Pour l’ONEm, la loi du 19 juillet 1991 (relative aux registres de la population, aux cartes d’identité, aux cartes d’étranger et aux documents de séjour) énonce en son article 1 que le lieu où est établie la résidence principale est inscrit dans les registres de la population – et ce, que les personnes y soient présentes ou en soient temporairement absentes. Son article 3 définit la résidence principale comme étant le lieu où vivent habituellement les membres d’un ménage… ou une personne isolée. En conséquence, pour l’ONEm, les notions de domicile et de résidence coà¯ncident, au sens de cette législation. Par ailleurs, reprenant l’avis de l’Auditeur du travail devant le premier juge, l’ONEm précise que la notion de résidence n’est pas définie dans l’arrêté royal du 12 décembre 2001. En conséquence, dans le cas d’espèce, l’intéressée ayant introduit sa demande d’allocation au lieu de son domicile, elle ne peut prétendre que sa résidence à Bruxelles est sa résidence principale mais au contraire sa seconde résidence, d’autant qu’elle y paie la taxe correspondante.

La demanderesse originaire sollicite, quant à elle, la confirmation du jugement.

L’avis de l’Auditorat général

L’Auditeur général du travail donne un avis allant dans le sens de la confirmation du jugement dont appel, et ce en renvoyant par analogie un arrêt du 22 novembre 1999 de la Cour de cassation (Cass., 22 novembre 1999, J.T.T., 2000, p. 98), en matière d’octroi d’allocation d’interruption aux membres du personnel de l’enseignement, qui a considéré que, si le domicile constitue une condition d’octroi, le taux sera fixé par le lieu de résidence effective.

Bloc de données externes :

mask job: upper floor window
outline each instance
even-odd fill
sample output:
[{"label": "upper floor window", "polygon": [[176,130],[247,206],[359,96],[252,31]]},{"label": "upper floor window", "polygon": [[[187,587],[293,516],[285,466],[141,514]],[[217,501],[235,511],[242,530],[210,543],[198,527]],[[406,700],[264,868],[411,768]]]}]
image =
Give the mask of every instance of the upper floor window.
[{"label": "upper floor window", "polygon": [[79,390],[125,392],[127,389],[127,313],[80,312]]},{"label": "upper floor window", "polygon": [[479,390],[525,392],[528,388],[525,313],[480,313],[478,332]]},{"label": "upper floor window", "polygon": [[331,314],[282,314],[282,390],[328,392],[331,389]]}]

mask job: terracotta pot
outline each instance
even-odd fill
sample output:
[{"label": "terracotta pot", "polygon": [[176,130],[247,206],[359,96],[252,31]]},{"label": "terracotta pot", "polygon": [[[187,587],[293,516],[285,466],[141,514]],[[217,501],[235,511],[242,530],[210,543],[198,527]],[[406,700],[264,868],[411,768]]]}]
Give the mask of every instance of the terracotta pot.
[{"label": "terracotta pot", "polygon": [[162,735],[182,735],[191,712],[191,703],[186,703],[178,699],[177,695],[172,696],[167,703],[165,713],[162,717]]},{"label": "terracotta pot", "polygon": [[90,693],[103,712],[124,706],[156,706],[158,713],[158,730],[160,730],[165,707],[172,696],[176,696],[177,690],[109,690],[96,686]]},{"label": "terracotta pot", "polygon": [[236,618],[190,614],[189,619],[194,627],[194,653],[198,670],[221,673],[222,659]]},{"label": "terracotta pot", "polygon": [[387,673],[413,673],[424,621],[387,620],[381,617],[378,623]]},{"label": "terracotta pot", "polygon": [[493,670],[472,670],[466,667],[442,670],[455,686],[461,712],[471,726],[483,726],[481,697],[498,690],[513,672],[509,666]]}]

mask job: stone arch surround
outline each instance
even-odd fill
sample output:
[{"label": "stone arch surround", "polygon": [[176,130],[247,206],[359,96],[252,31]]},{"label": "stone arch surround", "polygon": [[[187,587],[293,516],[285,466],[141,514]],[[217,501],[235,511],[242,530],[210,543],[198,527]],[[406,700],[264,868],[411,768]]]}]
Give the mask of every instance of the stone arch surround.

Position de la Cour du travail

La Cour du travail doit dès lors statuer sur les articles 10, alinéas 1er et 6, § 3, alinéa 2 de l’arrêté royal du 12 décembre 2001.

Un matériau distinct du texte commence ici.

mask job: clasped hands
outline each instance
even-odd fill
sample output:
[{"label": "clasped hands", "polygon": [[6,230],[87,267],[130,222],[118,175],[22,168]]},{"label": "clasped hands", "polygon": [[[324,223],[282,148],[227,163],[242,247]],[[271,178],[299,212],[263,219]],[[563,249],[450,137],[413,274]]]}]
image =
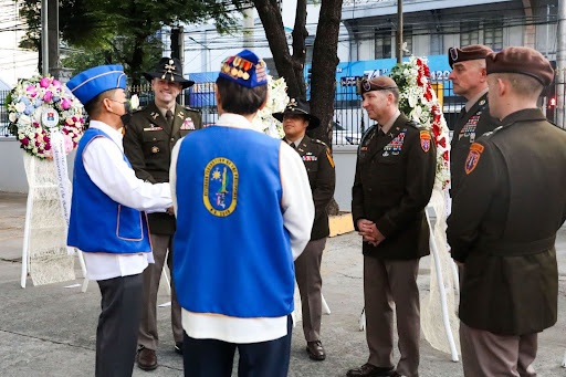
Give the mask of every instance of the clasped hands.
[{"label": "clasped hands", "polygon": [[358,226],[358,234],[361,235],[365,242],[377,247],[381,241],[385,240],[385,235],[381,234],[379,229],[377,229],[376,223],[374,221],[369,221],[367,219],[359,219],[357,222]]}]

Pour elle, la condition d’octroi que constitue le domicile (dans l’un des pays de l’Union européenne ou en Suisse) vise à permettre l’octroi de l’allocation à la fois aux travailleurs sédentaires et aux travailleurs qui se déplacent au sein de l’Union européenne. Il s’agit d’établir un lien de rattachement par le fait que le demandeur a maintenu son domicile dans l’un des pays visés.

La Cour renvoie alors à l’arrêt du 22 novembre 1999 de la Cour de cassation ci-dessus, y voyant une confirmation indirecte du fait que s’il n’est pas satisfait à cette condition d’octroi, en cas de radiation d’office de l’inscription du domicile, il y a obstacle à la reconnaissance du droit à la prestation sociale.

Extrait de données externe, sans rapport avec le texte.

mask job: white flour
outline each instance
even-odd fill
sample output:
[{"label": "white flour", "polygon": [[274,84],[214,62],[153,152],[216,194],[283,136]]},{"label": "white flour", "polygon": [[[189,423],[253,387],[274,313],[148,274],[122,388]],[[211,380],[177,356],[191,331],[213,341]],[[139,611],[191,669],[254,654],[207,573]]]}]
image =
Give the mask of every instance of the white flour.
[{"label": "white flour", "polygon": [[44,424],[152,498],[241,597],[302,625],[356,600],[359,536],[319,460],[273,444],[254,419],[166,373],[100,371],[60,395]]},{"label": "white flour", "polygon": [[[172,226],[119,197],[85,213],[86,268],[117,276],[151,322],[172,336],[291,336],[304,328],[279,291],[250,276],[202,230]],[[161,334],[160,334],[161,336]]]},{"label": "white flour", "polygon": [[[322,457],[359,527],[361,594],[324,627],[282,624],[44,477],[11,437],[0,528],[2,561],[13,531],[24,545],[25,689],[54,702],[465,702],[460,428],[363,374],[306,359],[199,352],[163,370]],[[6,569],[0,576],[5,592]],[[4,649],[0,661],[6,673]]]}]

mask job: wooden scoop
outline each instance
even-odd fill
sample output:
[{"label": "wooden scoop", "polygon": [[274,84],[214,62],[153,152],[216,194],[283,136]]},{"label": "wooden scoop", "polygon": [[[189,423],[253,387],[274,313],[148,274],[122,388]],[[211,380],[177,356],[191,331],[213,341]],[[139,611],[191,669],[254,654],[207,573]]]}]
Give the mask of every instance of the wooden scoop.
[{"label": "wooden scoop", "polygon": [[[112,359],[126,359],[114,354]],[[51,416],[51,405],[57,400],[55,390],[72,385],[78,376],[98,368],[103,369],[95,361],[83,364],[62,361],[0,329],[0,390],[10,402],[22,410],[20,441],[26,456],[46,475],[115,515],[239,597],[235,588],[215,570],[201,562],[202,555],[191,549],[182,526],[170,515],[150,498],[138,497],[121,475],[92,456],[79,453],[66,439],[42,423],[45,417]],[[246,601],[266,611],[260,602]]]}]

Par ailleurs, l’article 6, § 3, alinéa 2 fixe un critère relatif au taux de cette prestation et, pour la Cour, celui-ci est indiscutablement lié à la situation effective du bénéficiaire, étant qu’il dépend de la question de savoir s’il habite seul ou exclusivement avec un ou plusieurs enfants à charge. Cet article n’impose nullement que, pour qu’une personne isolée puisse prétendre à la majoration du montant de l’allocation, la résidence effective (soit le lieu où elle habite) coà¯ncide ave le domicile, qui est le lieu d’inscription au registre national.

Pour la Cour, l’ONEm ajoute au texte une condition qu’il ne contient pas.

La Cour voit encore dans le texte de l’article 6, § 3 de l’arrêté royal une confirmation de cette conclusion, vu que la disposition fait prévaloir la réalité sur les données découlant de l’inscription domiciliaire, lorsque celles-ci ne reflètent pas la situation effective du demandeur.

Il n’y a dès lors pas lieu, pour la Cour, d’adopter la notion de domicile consacrée par le Code civil, le Code judiciaire ou encore la loi du 19 juillet 1991 ci-dessus.

Enfin, la Cour rejette également l’argument de l’ONEm relatif aux possibilités de contrôle, dans la mesure où le texte permet l’exercice d’un pouvoir de contrôle accru, qui autorise même d’écarter les données résultant de l’inscription au domicile, lorsqu’elles ne reflètent pas la réalité de la situation du demandeur.
La Cour va dès lors confirmer le jugement du Tribunal.

Intérêt de la décision

La décision commentée est importante sur la question tranchée, puisqu’elle rappelle qu’il y a lieu de distinguer, dans la matière de l’allocation d’interruption de carrière, la condition d’octroi que constitue le domicile et le taux de l’allocation, qui est lui déterminé par la résidence effective du demandeur.